4. Where does your competitive advantage actually live?
The companies winning with AI aren’t winning because they built better vector databases. They’re winning because they applied AI to problems their competitors haven’t solved.
Your advantage is probably in your domain expertise, your customer relationships, your unique data, or your product insight. Not in your ability to parse PDFs.
The Future: AI That Just Works
Here’s where I think this is heading:
In sci-fi movies, AI isn’t the plot. It’s not the dramatic tension. It just exists and works. The characters ask questions and get answers. They request actions and things happen. The technology is invisible.
That’s the goal.
Advanced AI flows that anyone can build-multi-agent orchestration, tool use, autonomous execution-without writing code or understanding the alphabet soup of MCP, GraphRAG, and vector embeddings.
True enterprise search that can respond to any query, on any size knowledge base, across any data format. AI that finds and processes information exactly like a human would, but orders of magnitude faster.
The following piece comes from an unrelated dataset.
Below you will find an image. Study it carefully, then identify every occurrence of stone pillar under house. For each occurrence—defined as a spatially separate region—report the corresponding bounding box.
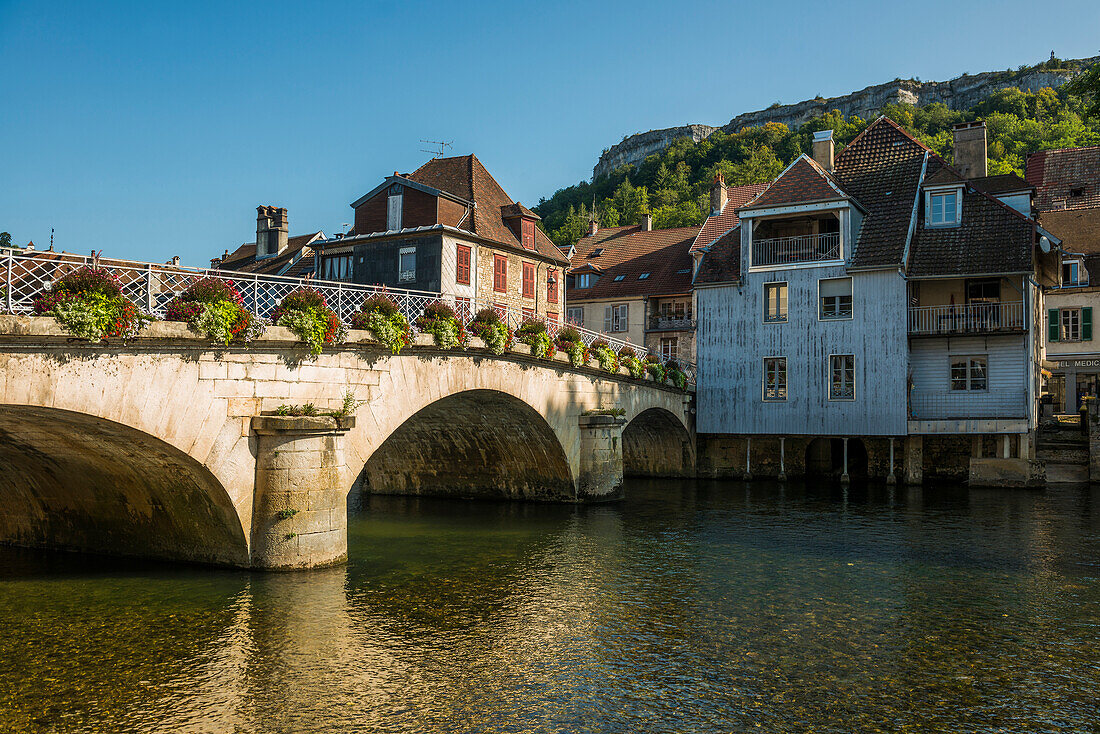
[904,436,923,485]
[250,415,354,570]
[576,414,627,502]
In five years, nobody will care whether you built or bought your AI infrastructure. They’ll only care whether it solved the problem.
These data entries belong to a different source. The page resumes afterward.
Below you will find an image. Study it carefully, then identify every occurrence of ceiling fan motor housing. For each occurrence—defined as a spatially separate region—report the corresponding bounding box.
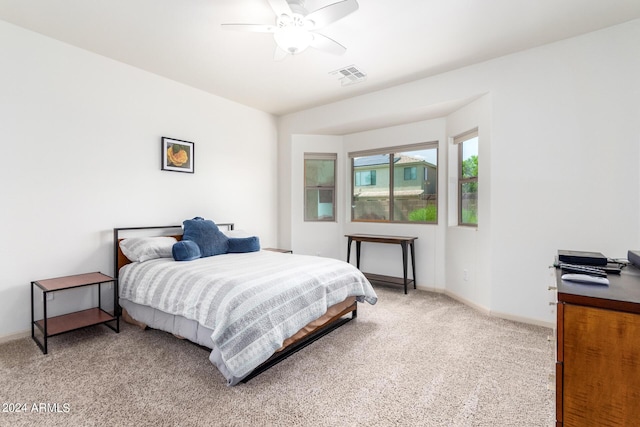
[275,1,314,54]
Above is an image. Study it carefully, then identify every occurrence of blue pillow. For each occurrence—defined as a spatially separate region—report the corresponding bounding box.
[227,236,260,253]
[172,240,201,261]
[182,218,229,257]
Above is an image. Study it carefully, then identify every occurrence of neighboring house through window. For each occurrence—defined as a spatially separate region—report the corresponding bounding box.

The companies that win won’t be the ones who built the most sophisticated RAG pipelines. They’ll be the ones who spent their engineering talent on things that actually differentiate their business-while the AI infrastructure faded into the background, like electricity.
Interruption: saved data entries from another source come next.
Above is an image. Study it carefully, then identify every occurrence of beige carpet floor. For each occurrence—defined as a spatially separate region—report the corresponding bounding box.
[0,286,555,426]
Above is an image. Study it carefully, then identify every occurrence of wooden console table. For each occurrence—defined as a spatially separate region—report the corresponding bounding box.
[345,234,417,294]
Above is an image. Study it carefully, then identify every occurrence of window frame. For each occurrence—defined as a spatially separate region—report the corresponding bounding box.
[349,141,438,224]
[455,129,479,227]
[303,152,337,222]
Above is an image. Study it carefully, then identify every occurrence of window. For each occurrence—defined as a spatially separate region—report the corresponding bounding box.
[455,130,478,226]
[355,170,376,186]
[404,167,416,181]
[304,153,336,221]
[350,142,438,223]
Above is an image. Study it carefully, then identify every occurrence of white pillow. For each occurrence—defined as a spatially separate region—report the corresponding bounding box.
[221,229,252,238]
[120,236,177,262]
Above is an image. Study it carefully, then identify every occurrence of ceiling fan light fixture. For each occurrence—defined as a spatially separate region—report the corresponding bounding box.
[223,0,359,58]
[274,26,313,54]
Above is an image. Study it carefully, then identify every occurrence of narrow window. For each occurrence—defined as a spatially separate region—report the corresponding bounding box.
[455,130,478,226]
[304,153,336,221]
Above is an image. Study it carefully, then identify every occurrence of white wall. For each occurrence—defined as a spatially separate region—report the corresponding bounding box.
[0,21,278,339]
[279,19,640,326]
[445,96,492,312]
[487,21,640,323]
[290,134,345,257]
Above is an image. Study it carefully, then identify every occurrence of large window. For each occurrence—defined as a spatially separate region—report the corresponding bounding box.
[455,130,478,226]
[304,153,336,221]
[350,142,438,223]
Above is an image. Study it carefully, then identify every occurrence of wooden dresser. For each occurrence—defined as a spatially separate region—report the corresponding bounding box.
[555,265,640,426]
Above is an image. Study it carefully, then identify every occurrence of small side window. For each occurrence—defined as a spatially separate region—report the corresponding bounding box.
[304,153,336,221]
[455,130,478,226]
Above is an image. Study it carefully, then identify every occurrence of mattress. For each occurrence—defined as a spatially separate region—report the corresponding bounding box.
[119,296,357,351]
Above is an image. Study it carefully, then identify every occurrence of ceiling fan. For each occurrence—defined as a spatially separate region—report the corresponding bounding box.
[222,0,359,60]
The question isn’t whether you can build it.
It’s whether you should.
Alden Do Rosario is the Founder and CEO of CustomGPT.ai. He’s been building AI infrastructure since the ChatGPT API launched and has worked with thousands of companies navigating the build vs buy decision. He writes about AI implementation at Medium and connects with readers on LinkedIn.
FAQs
How do I decide whether to build or buy a custom AI assistant?
Start by asking whether you want to manage AI infrastructure yourself or mainly use AI to solve business problems. If infrastructure is not your core product, buying lets you focus on your data, workflows, and users instead of running the underlying stack. Building is better suited to teams with unique regulatory needs or infrastructure as a core differentiator.
How long does building AI typically take?
For many teams, it takes about two to three months just to ship a production-ready v1 AI assistant. This timeline includes designing the architecture, handling data ingestion, security, testing, and integrating with existing systems. Real validation with users and business metrics often takes additional months. Highly regulated or complex environments can extend this further.
Is buying AI cheaper than building?
In most cases, buying is cheaper in the short to medium term because you avoid upfront engineering, infrastructure, and ongoing maintenance costs. Build-your-own requires a dedicated team to handle ingestion, security, updates, and monitoring, which adds hidden ongoing expenses. At a very large scale or with highly specialized needs, a well-managed internal build can become cost-competitive.
What security responsibilities do I take on if I build instead of buy?
You must design and enforce data security, chat security, and access security across the entire stack. That means handling encryption, deletion, prompt injection, NSFW queries, SSO, RBAC, and audit logs yourself. A mature platform will ship many of these as defaults or configuration. If you lack security engineering capacity, a custom build can become a blocking risk.
How can I reduce vendor lock-in risk if I decide to buy instead of build?
Prefer vendors that support open standards, exportable data, and transparent retrieval and orchestration patterns. Ensure you can export your content, conversation logs, and configuration in usable formats. You can also start on a platform while keeping a small internal team to prototype alternative stacks. Lock-in risk is often lower than the risk of never shipping.